Сабур неторопливо вытащил из внутреннего кармана пиджака только что полученный новенький паспорт и протянул отцу. Султа́н перелистал странички паспорта и серьезно, по-взрослому пожал сыну руку.
Это совсем иное дело — настоящее мужское рукопожатие… Отец не любит громких слов. Доволен, скажем, Сабуром — улыбнется ему, похлопает по плечу. И они отлично поймут друг друга. Сабур не помнит случая, чтобы, даже в детстве, отец был с ним снисходительным. Он всегда относился к сыну уважительно, как к человеку, во всем себе равному.
Сабур не спеша умылся и отправился переодеваться. Синюю школьную форму он сменил на джинсы и полосатый свитер.

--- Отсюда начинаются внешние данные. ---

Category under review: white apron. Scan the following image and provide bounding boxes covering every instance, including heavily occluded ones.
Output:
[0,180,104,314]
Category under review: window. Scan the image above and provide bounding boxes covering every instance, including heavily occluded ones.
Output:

В это время мама позвала к себе на кухню.
«Ну, вот, — скис Сабур, — сейчас скажет, чтобы в половине десятого был дома. И почему именно в половине, а не без десяти десять, например?» В кухню он вошел нахохленный, готовый буркнуть обычное: «Знаю, знаю, знаю…»

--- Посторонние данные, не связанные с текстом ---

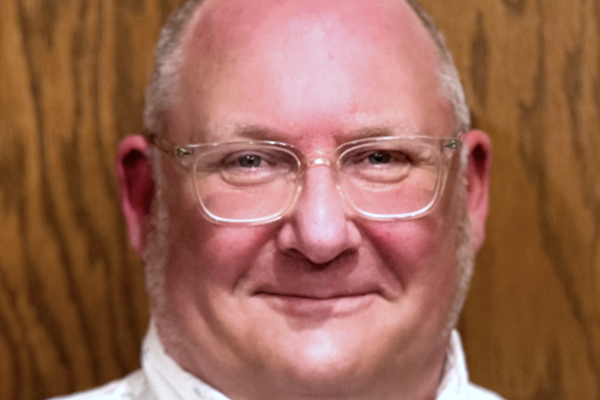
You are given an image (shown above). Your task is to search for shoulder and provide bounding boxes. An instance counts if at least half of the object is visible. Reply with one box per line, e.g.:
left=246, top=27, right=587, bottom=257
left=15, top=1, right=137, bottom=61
left=49, top=370, right=154, bottom=400
left=467, top=383, right=504, bottom=400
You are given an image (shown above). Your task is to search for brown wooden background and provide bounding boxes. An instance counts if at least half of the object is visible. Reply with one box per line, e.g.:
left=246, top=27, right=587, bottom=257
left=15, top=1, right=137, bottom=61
left=0, top=0, right=600, bottom=400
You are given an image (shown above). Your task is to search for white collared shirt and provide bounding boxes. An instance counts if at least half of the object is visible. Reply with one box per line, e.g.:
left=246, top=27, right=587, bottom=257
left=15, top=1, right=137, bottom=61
left=53, top=324, right=502, bottom=400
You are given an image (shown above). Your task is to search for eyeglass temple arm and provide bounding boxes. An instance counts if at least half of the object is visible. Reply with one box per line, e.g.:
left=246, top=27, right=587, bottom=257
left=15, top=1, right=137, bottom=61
left=144, top=131, right=191, bottom=157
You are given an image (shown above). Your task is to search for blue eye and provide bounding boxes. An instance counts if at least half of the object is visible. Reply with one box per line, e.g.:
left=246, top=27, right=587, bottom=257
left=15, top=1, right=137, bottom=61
left=237, top=155, right=262, bottom=168
left=368, top=151, right=392, bottom=164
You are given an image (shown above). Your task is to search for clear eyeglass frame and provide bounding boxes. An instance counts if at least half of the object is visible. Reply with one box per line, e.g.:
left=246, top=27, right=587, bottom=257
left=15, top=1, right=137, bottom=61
left=144, top=132, right=462, bottom=225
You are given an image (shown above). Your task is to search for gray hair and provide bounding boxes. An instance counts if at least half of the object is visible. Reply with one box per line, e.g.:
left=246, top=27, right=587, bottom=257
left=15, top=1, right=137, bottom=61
left=144, top=0, right=471, bottom=135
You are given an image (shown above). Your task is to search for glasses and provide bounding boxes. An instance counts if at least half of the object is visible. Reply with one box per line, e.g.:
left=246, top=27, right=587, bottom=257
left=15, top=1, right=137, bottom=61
left=146, top=133, right=462, bottom=225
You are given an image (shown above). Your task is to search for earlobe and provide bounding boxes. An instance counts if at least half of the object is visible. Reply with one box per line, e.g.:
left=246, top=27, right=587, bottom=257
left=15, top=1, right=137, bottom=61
left=117, top=135, right=154, bottom=258
left=462, top=130, right=492, bottom=251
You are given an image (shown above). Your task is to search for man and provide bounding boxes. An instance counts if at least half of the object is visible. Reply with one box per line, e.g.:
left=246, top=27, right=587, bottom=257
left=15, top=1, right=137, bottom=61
left=55, top=0, right=498, bottom=400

Но мама только улыбнулась и сунула ему что-то в руку. Сабур посмотрел — три рубля. Это означало, что у отца сегодня получка. В такие дни мама давала ему рубль или два, смотря что получал отец, только зарплату или еще и премиальные. Ну, а нынешняя щедрость, видно, в честь паспорта. Сабур благодарно улыбнулся матери. Только почему она дает ему деньги тайно? Как будто отец станет возражать. Ничего подобного, Сабур и не сомневается в этом.

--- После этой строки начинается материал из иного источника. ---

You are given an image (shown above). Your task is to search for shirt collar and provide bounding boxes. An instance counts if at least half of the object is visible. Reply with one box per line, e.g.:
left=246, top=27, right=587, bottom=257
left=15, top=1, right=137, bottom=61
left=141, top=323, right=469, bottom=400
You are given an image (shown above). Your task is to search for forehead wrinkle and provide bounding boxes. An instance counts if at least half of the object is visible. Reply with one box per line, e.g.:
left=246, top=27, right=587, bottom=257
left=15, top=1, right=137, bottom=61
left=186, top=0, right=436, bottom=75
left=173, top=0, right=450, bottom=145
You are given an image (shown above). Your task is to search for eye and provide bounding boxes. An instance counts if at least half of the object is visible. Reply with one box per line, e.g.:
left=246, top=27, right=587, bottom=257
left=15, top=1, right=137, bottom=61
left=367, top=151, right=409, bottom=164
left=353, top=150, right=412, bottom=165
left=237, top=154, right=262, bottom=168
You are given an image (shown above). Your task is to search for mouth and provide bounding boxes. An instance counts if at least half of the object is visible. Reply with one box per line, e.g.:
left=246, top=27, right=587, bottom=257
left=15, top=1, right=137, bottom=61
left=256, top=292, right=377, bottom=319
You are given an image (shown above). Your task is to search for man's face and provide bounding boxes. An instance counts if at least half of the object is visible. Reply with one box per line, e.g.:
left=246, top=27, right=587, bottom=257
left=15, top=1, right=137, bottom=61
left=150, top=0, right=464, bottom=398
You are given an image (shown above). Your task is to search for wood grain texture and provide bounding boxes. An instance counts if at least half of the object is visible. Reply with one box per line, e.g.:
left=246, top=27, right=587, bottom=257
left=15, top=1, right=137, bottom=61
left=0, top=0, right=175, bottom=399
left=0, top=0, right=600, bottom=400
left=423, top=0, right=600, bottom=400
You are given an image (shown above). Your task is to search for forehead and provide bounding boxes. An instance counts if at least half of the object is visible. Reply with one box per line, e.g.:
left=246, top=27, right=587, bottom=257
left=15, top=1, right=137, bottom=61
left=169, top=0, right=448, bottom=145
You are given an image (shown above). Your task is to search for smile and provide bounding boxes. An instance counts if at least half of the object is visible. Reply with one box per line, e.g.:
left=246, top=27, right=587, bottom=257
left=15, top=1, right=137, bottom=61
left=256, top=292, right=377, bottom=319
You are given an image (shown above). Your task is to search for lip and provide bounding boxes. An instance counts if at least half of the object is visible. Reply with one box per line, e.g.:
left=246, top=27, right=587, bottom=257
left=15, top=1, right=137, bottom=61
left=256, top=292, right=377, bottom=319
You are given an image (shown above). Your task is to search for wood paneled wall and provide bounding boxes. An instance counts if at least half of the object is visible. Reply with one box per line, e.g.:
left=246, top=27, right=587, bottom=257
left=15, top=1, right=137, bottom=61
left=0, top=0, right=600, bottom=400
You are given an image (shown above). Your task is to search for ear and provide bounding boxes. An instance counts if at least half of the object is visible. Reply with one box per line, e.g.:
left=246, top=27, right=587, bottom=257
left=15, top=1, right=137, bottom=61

Мама обняла его за плечи и подтолкнула к дверям стоповой.
Отец уже сидел за столом, покручивая усы. На веселой зеленой клеенке стояли три тарелки с хинка́лами — тоненькими квадратиками вареного теста, залитыми приправой из кислого молока, чеснока и орехов. А посередине стола на эмалированном подносе ароматно дымились куски вареной баранины.
— Бисмилла-а-хи[10], — шутливо сказал Султан. Он положил себе на тарелку кусок мяса с большой мозговой костью, наколол на вилку хинкал и с откровенным удовольствием принялся за еду.
Мать с улыбкой глядела на мужа и сына.
— А ты почему не ешь? — поднял голову Султан.
— Жду, когда ты к хинкалу вина попросишь.
— Вина? Вах, у нас сегодня и вино есть? — Отец старался казаться удивленным. — Мои премиальные или паспорт Сабура отмечать будем?
Насиба́, довольная произведенным впечатлением, отправилась на кухню и принесла бутылку «Ркацители». Бутылку она держала за горлышко высоко и бережно, точно букет цветов.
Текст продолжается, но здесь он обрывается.